A third of white-collar professionals have admitted to being more self-aware of their behaviour in the past year to avoid being ‘cancelled’ by colleagues while at work, this according to a recent poll by Robert Walters.
‘Cancel Culture’ is the practice of boycotting support for a public figure or brand who has done something that is deemed socially unacceptable. Much like in mainstream society – once ‘cancelled’, opportunities are less likely to be presented to you, leaving some professionals very little choice but to leave their job.
Jasmine Araujo, Banking and Financial Services Manager at Robert Walters, shares her 12 tips for a drama-free workplace and to avoid getting ‘cancelled’ by colleagues:
- Get stuck in – you spend most of your day-to-day life with your colleagues – working for the same company, supporting the same brand, and striving for the same company goals. You are a team, so treat all of your colleagues as your teammates – that means not acting in silo, offering a helping-hand, advice, and support. The ‘that’s not in my remit’ approach is a fast-track approach to being cancelled by colleagues.
- Bring your authentic self – feeling like you don’t know the person that you work side-by-side with can be unnerving. It can feel quite robotic if all chat is kept to the parameters of work. If you are stressed about your wedding or buying a house, then by all means share it with the team – show that you are human! A refusal to let someone in personally can come across as cold.
- Ignorance is not bliss – there is a lot going on in the world – and social and political matters is the number one conversation topic that can divide colleagues. Now we’re not saying to establish a hard-line on current affairs, it just pays dividends to be aware of matters that are going on in the world and how they may impact people differently. By educating yourself on the different viewpoints, you are less likely to cause accidental offense.
- Watch how you use your humour – now that’s not to say don’t have a laugh when at work! But just be aware that satire, dry humour, and sarcasm all have a way of being easily misinterpreted – especially via text or email as there is no body language to be read. What can be funny to you may not be to someone else – mocking someone in the group or making a distasteful joke about something quite serious equates to a high chance of offence. Put simply – save some jokes for your friends outside of work.
- Pick your clique wisely – unfortunately, the office environment can fall foul to the same cliquey environments we see in schools or personal friendship circles. Be aware of this – and remember at work we are literally paid to get on with everybody! Aligning yourself very closely to certain – particularly acquired – colleagues also puts you at risk should they be cancelled!
- Don’t fuel the gossip – let’s face it, we talk about people in our life – and this isn’t any different to the people that we interact with every day, our colleagues. Talking is one thing – but getting involved in petty discussions and fuelling damaging office rumours, earns you a fast-track pass to being cancelled. A job is someone’s livelihood, and it is not your job to put that in jeopardy for a colleague. Stay out of futile gossip. If anything direct has happened to you, rather than sharing with colleagues, report it to management and have it dealt with professionally.
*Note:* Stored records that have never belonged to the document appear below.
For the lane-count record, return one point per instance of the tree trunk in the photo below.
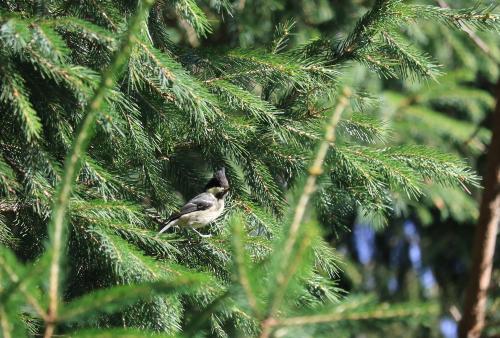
(472, 322)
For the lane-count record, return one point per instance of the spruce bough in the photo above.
(163, 117)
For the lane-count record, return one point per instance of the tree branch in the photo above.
(473, 315)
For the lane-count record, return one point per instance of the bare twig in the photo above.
(473, 315)
(310, 186)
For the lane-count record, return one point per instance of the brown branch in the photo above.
(473, 315)
(310, 186)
- Don’t forget where you came from – progression is something that most of us want. However, be mindful of how you come across as you rise to the top – do you spend less time chatting to your old colleagues, ignoring social invites, act ‘too busy’ – always on your phone whilst talking? Whilst progression should be celebrated, don’t fall foul to namedropping, be present, treat your colleagues how you would like to be treated, and stay humble.
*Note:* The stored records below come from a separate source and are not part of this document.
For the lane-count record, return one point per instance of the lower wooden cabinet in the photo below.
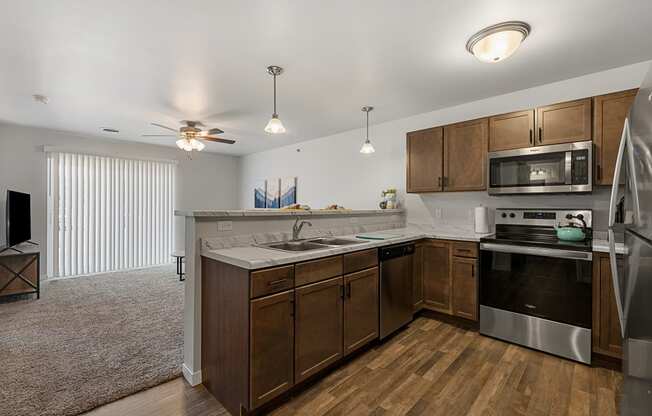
(318, 327)
(436, 275)
(271, 346)
(465, 287)
(606, 332)
(360, 309)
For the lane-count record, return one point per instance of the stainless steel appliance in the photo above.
(556, 168)
(632, 271)
(396, 301)
(535, 290)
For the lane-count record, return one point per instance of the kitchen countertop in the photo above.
(254, 257)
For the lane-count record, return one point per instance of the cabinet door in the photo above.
(564, 122)
(606, 326)
(360, 309)
(318, 325)
(465, 288)
(609, 113)
(465, 156)
(425, 164)
(417, 277)
(436, 276)
(511, 131)
(271, 347)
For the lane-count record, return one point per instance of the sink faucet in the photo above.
(298, 225)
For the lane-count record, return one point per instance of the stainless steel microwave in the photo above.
(558, 168)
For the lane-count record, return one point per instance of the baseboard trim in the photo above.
(193, 379)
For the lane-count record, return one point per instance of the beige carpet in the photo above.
(89, 341)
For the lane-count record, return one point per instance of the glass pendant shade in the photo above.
(498, 42)
(274, 126)
(367, 147)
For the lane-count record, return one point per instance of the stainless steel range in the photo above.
(535, 290)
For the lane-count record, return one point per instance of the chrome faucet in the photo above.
(296, 228)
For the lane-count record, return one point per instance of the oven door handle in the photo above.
(538, 251)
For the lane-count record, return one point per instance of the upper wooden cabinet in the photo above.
(606, 333)
(271, 347)
(465, 156)
(436, 275)
(425, 160)
(511, 131)
(609, 113)
(564, 122)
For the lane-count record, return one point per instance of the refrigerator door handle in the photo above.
(616, 280)
(616, 181)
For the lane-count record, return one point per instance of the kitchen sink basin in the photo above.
(295, 246)
(334, 241)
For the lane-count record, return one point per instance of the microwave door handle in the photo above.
(617, 169)
(616, 280)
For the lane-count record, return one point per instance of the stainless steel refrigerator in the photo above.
(630, 221)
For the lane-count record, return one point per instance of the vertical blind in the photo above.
(107, 213)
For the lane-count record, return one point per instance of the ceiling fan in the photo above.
(190, 136)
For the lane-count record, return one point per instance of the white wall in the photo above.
(207, 181)
(331, 170)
- Be in the present moment – we could all argue that we have somewhere ‘better to be’ or ‘work that needs doing’ – these excuses are tiring and if we all said this, then we would never have any relationships in the workplace. Whether it is an after-work event or volunteering at your office’s Charity Day – whilst you don’t have to do it all, make sure that when you are in attendance, you are present and engaged. Don’t make people feel like a tick-box when you talk to them on a social level.
- Be responsive – the number one office gripe – a colleague ignoring requests or emails. Keep on top of your own internal communications. Reply promptly to things that directly involve you, give more definitive answers and updates, and don’t keep cancelling/moving or missing diary invites. We are all busy!
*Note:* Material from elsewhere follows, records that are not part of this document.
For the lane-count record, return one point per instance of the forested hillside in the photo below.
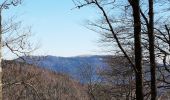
(27, 82)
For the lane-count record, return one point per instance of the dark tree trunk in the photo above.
(138, 49)
(0, 56)
(151, 36)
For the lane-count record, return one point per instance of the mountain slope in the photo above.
(27, 82)
(67, 65)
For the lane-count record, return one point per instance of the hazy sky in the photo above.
(59, 29)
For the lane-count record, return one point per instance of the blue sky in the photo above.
(59, 29)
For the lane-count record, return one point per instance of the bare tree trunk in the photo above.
(0, 56)
(151, 51)
(138, 49)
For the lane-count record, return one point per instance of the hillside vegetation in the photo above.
(27, 82)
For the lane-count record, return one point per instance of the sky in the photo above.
(59, 29)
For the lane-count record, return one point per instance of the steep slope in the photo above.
(27, 82)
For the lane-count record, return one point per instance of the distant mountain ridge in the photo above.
(67, 65)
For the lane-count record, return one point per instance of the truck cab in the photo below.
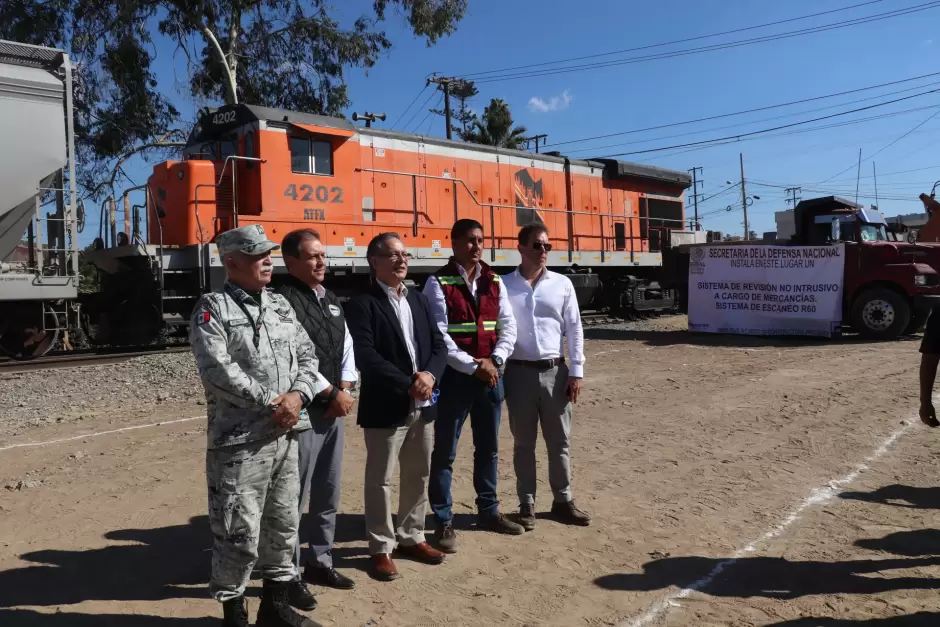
(889, 286)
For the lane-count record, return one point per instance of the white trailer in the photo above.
(39, 266)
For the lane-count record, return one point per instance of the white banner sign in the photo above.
(766, 290)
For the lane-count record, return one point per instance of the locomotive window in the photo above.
(620, 236)
(311, 156)
(227, 148)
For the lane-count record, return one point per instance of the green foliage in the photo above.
(496, 128)
(460, 115)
- Take accountability for yourself – we are human, and at work, things will go wrong a number of times – whether it is work-related or something that you said. If and when this happens, the best thing to do is to step up professionally and take accountability for your actions. The best case scenario is you do this before anyone else notices and brings it up themselves. Sliding out of trouble and generating lies, does not make for a honourable or trustworthy colleague.
- Practice gratitude – if someone helps you out with something – anything, no matter how small, show your appreciation for this by reciprocating it in some way. Yes, your team assistant is supposed to help with admin, but take the time to acknowledge the feeling they have when more work (than expected) is dropped on them. Check-in with colleagues, verbalise your thank you’s, tell others how much of a great help they have been. Don’t take all the credit for a project when you’ve had support and assistance.
- Don’t try to cancel others – we all know the type, the hawk in the office who is always keeping an ear out for tense conversations, budding office romances, or exaggerating the afterwork antics of others so that they can come up with a reason to ostracise this behaviour. Those individuals who make it a habit to cancel or call-out others regularly, will before-long find themselves on the receiving end of the same behaviour, with few allies to support them.